Uh, no. Not at all."
"In fact, the only sector you want to be long on any pullbacks is our favorite sector, Utilities (XLU). It’s been the best performing sector this year on growth slowing concerns while Financials (XLF), our favorite sector on the short side, have been getting absolutely hammered.”
Takeaway: Equity markets in Europe and Japan continue to crash on our Macro team's #GrowthSlowing and #LowerForLonger (rates) calls.
A quick look outside the manic, easy-money driven markets in the U.S. illustrates the bearish trends still plaguing equity markets (i.e. our #GrowthSlowing and #LowerForLonger themes). Once we lap the month-end markup in the U.S., the reality that corporate profits nosedived some -10.5% year-over-year and realization that over the coming quarters GDP growth bumps up against the toughest comps of the cycle will start to sink in.
No. Neither of these realities is bullish for stocks.

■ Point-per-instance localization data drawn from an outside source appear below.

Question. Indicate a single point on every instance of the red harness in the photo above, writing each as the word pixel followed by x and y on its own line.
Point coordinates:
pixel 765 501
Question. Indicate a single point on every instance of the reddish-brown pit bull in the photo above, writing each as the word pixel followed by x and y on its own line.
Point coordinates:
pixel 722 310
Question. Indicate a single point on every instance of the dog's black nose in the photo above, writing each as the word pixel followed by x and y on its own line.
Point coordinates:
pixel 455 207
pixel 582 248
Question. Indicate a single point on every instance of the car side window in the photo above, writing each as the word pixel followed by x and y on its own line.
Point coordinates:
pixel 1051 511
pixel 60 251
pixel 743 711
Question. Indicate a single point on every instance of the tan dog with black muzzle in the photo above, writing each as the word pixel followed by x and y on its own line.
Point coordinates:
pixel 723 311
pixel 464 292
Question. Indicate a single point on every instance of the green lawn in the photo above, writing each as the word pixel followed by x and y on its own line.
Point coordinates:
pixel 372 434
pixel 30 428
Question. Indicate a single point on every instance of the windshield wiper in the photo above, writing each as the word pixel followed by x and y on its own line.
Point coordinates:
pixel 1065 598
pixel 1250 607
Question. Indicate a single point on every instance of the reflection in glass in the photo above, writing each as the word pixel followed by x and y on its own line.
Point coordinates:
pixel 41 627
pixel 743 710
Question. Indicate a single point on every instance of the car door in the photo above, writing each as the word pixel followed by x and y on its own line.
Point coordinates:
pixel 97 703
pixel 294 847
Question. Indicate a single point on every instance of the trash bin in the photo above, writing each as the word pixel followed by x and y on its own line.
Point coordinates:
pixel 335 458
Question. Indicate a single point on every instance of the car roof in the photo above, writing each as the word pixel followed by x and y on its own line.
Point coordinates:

Take a look at how European and Japanese equities are grappling with #GrowthSlowing and #LowerForLonger via analysis from Hedgeye CEO Keith McCullough:
"Europe was flat out ugly for Equity Bulls too – Spain leads losers this morning -1.5% and is in a race with Italian stocks for biggest draw-down from 2015 highs (both -25%!); they’re totally not into the Yellen Dollar Devaluation (Euro Up) thing; #GrowthSlowing in Europe remains our fundamental call there."
"Unlike the slow-volume squeeze U.S. equity beta had off those crashy FEB lows, Japan really sucked wind throughout Q1. The Nikkei closed down for 3 straight days to end the quarter right back in crash mode (-20% since the bubble highs in Global Equities of July 2015) – we remain bearish (short) Japan and one of its ETF manufacturers (DXJ and WETF)."